# Fish Tacos aka The Fire



## FishGolfDrink (Apr 19, 2011)

Got some of these guys over the weekend so decided to make some fish taco's 









~1 lb fillets, AJ soaks up this marinade very well
-2 or 3 cloves of garlic
-2 tablespoons oil
-1/4 white onion chopped
-1 or 2 chipotle peppers in adobo (chopped up)
-2 tablespoons cilantro chopped
-1 tsp cumin
-1 tsp black pepper
-1 tablespoon lime juice
-2 tablespoons orange juice
-1 teaspoon soy sauce

Poke some holes in your fillets with a fork then toss it into a freezer size bag. chop up your garlic cloves and toss them in the bag. drizzle with the oil. Seal the bag and rub the garlic into the fish. Next add the chopped onion, chipotle peppers, cilantro, cumin, pepper, lime juice, orange juice and soy. Let marinade for a few hours in the fridge.

Pull fish out of the fridge and let it come up closer to room temp while you prepare the grill. Cook on the grill and pour some of the marinade from the bag on the fish. Remove when done and flake the fish gently into nice pieces (if you flake it too much it'll be mushy). Hit it with a squirt of fresh lime juice (I also add some Ancho chili powder and cumin).

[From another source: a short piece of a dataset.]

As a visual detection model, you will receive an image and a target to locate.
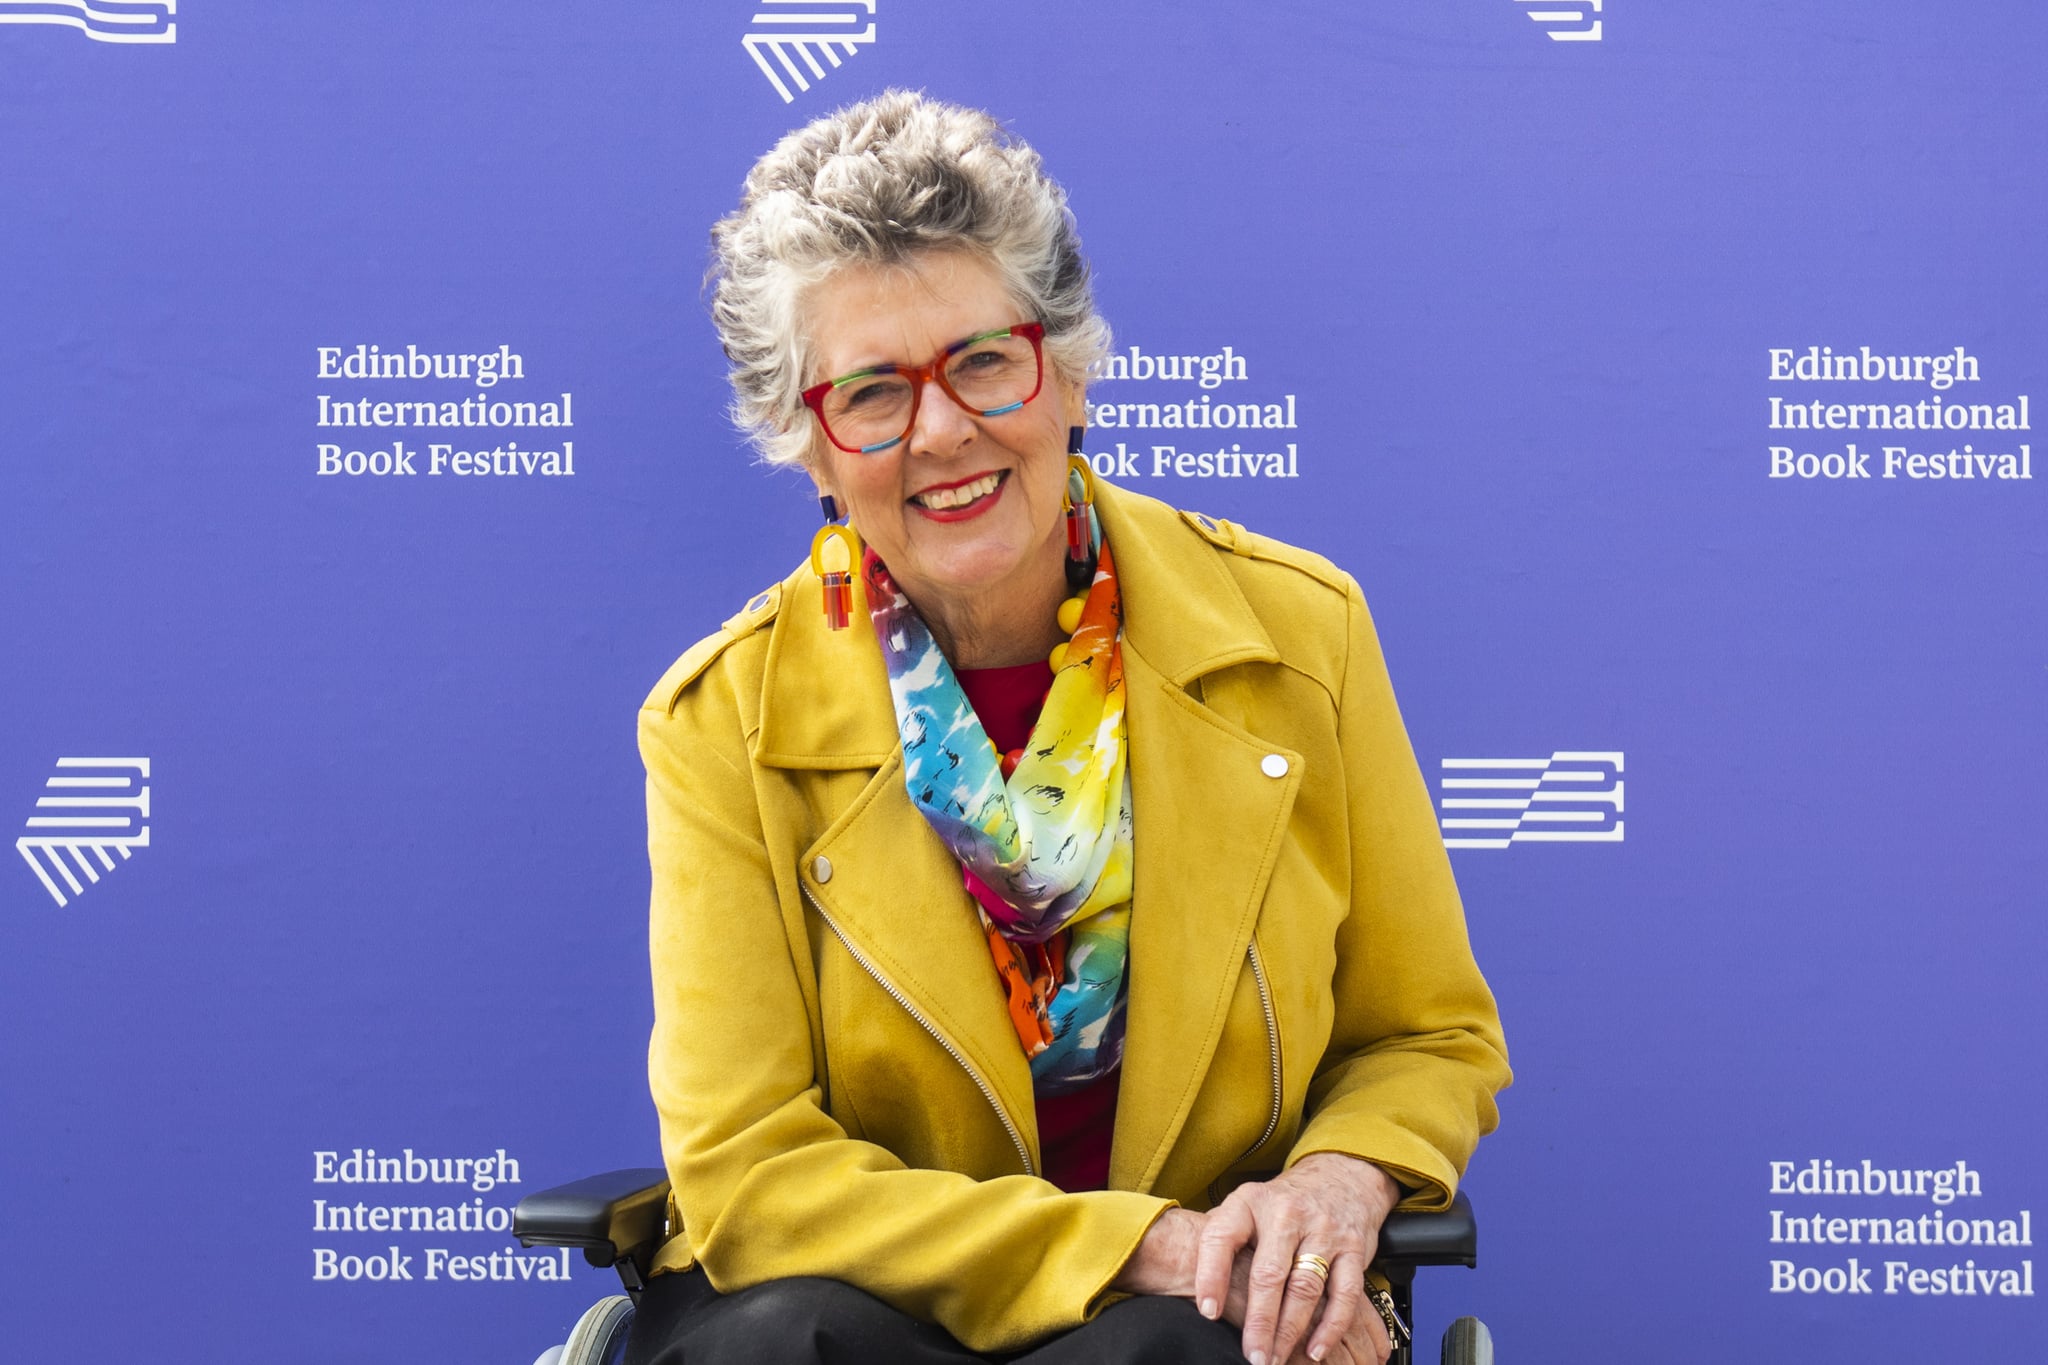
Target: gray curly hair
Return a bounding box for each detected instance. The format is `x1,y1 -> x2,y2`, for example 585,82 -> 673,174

Fill tortillas with the flaked fish and add toppings. I like a non-mayo based red cabbage slaw and my homemade orange habanero hot sauce. 

These tacos are the fire! This recipe/marinade works well with skirt/flank steak too. Just change the toppings to onions/peppers, diced cilantro/onion, sour cream, cheese, etc.


----------



## MrFish (Aug 21, 2009)

Sounds good. I might give this a try this weekend. Thanks.


----------



## Paymaster (Jan 9, 2012)

Believe that would be some good eats!!!!!!!!!!!!!!! Thanks for sharing the recipe!


----------